Tu entres dans le courant au tournant [3]. Tu regardes l’automatisation du processus de fabrication des briques de construction côté dominés et côté dominants.Tu fabriques un appareil pareil (4). Les bardeaux éclatent à nouveau dans le fourneau [4] C’est comme à Rapallo, le four est trop chaud, il fait sauter les os d’un fou de Considérations Intempestives. Insolente, indolente, impétueuse, la tête en crâne ébouriffée n’éclatera pas cette fois. À peine quelques éclats. Un bleu rose et blanc fait le malin un matin de mauvaise humeur, une tumeur. Il y a longtemps que l’armoire du Musée Dauphinois n’a plus froid. Pourtant, je trouve une couverture en laine rouge dans Le Tiroir du bas. [5] Dans un coin, une liste de choses périmées me parlent en latin prigentien : « hic laetaivur | ici s’éjouit » [6]. — Enfouies, les choses de ma vie ? Les Remugles Saint-Chiot (5) étalent sans arrogance leur fragrance accentuée.
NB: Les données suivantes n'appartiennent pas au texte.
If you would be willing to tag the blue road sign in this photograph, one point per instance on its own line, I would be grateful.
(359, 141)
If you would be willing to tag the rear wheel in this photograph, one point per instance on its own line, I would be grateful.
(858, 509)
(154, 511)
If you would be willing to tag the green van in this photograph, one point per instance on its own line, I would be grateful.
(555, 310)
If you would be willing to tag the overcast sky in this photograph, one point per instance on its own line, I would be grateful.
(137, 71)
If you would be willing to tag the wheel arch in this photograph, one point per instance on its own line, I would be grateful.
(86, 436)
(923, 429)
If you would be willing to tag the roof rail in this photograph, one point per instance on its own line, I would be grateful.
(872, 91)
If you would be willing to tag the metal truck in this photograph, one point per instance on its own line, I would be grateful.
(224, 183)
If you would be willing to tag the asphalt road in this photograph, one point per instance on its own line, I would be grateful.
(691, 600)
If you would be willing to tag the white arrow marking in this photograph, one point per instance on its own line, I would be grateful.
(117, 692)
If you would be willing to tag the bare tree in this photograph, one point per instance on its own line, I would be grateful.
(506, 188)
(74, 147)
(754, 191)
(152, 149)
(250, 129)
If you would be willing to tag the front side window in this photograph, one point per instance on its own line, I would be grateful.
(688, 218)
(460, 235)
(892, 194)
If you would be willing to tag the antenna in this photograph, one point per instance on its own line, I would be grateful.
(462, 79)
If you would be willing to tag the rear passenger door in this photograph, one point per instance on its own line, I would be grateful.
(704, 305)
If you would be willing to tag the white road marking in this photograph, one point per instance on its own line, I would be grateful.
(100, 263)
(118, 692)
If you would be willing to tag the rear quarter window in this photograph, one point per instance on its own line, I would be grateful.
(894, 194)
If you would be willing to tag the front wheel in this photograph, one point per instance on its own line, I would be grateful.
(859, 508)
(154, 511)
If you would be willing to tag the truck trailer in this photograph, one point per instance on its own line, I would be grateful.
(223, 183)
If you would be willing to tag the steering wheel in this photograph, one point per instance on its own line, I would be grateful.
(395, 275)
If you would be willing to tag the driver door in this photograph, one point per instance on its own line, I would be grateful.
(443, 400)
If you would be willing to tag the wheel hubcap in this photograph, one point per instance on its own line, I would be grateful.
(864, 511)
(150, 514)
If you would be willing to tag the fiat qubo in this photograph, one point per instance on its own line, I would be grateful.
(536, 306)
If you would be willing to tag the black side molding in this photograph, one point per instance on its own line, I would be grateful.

TU DEVIENS UN SEUL BLOC MASSIF ENDURANT l’esprit de l’escalier grommelle ronchonchon dans le fond (à suivre)
notes méridiennes
(1) Les Enfances Chino et le tableau de Goya.
Par la jonction d’un dessin de garçon assis les pieds balans en haut d’un trait épais contournant une reproduction sommaire d’un tableau de Goya (Les Jeunes ou La Lettre, Palais des Beaux-Arts de Lille) l’auteur place d’entrée le cadre et le hors-cadre du roman Les Enfances Chino [7] « en faisant entrer dehors en dedans » [8].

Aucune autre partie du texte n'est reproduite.